Ng Judy H, Kasper Judith D, Forrest Christopher B, Bierman Arlene S
National Committee for Quality Assurance, Washington, District of Columbia 20036, USA.
Med Care. 2007 Jun;45(6):513-20. doi: 10.1097/MLR.0b013e31802f91a5.
Prior research on selection bias in Medicare plans has demonstrated favorable enrollment of healthier beneficiaries, resulting in plan overpayment. However, total selection bias depends not only on who enrolls, but also on who disenrolls. Few studies examine selectivity in disenrollment; it is unclear how those who leave plans differ from those who remain.
The examination of health status and plan characteristics as potential predictors of voluntary disenrollment from Medicare managed care.
Baseline data on health of Medicare managed care enrollees are from the 1998 Medicare Health Outcomes Survey, merged with data on enrollment status and plan characteristics. Beneficiary voluntary disenrollment, versus continuous enrollment, 24 months after completing the survey was modeled as a function of perceived health in 1998 and plan characteristics. The sample included 109,882 community-dwelling elderly.
Between 1998 and 2000, 24% of Medicare managed care enrollees voluntarily disenrolled from plans. Poor perceived physical and mental health significantly increased the odds of voluntary disenrollment. Odds of disenrollment were higher for members of plans that increased premiums and had low market share between 1998 and 2000. Conversely, gaining drug coverage in a plan between 1998 and 2000 lowered the odds of disenrollment (relative to no coverage).

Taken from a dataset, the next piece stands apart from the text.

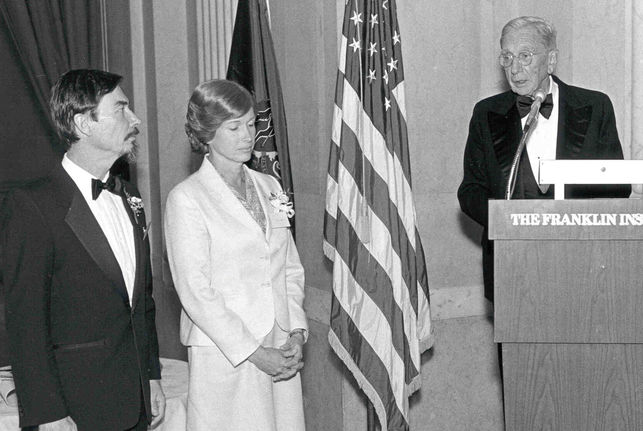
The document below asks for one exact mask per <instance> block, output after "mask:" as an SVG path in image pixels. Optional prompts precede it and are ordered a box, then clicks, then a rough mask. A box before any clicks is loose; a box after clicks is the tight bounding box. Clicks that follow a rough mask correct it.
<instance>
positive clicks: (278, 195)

Medicare plans experience favorable selection bias partly because sicker members are likelier to disenroll. Plan-level policies that influence market share and benefits, particularly pharmaceutical coverage, also have important effects on disenrollment, regardless of health effects. Understanding both individual and plan influences on disenrollment is critical to benefit coverage and disenrollment restriction ("lock in") policies.
先前关于医疗保险计划中选择偏倚的研究表明,健康状况较好的受益人更容易参保,导致计划支付过多。然而,总的选择偏倚不仅取决于参保的人群,还取决于退保的人群。很少有研究考察退保中的选择性;目前尚不清楚离开计划的人与留下的人有何不同。
考察健康状况和计划特征作为医疗保险管理式医疗自愿退保的潜在预测因素。
医疗保险管理式医疗参保者的健康基线数据来自1998年医疗保险健康结果调查,并与参保状态和计划特征数据合并。将调查完成24个月后受益人的自愿退保与持续参保情况建模为1998年感知健康状况和计划特征的函数。样本包括109,882名居家老年人。
1998年至2000年期间,24%的医疗保险管理式医疗参保者自愿退出计划。身体和心理健康状况较差显著增加了自愿退保的几率。对于在1998年至2000年期间提高保费且市场份额较低的计划成员,退保几率更高。相反,在1998年至2000年期间在计划中获得药物保险降低了退保几率(相对于无保险)。
医疗保险计划存在有利的选择偏倚,部分原因是病情较重的成员更有可能退保。影响市场份额和福利(尤其是药物保险)的计划层面政策,无论对健康的影响如何,对退保也有重要影响。了解个体和计划对退保的影响对于福利覆盖范围和退保限制(“锁定”)政策至关重要。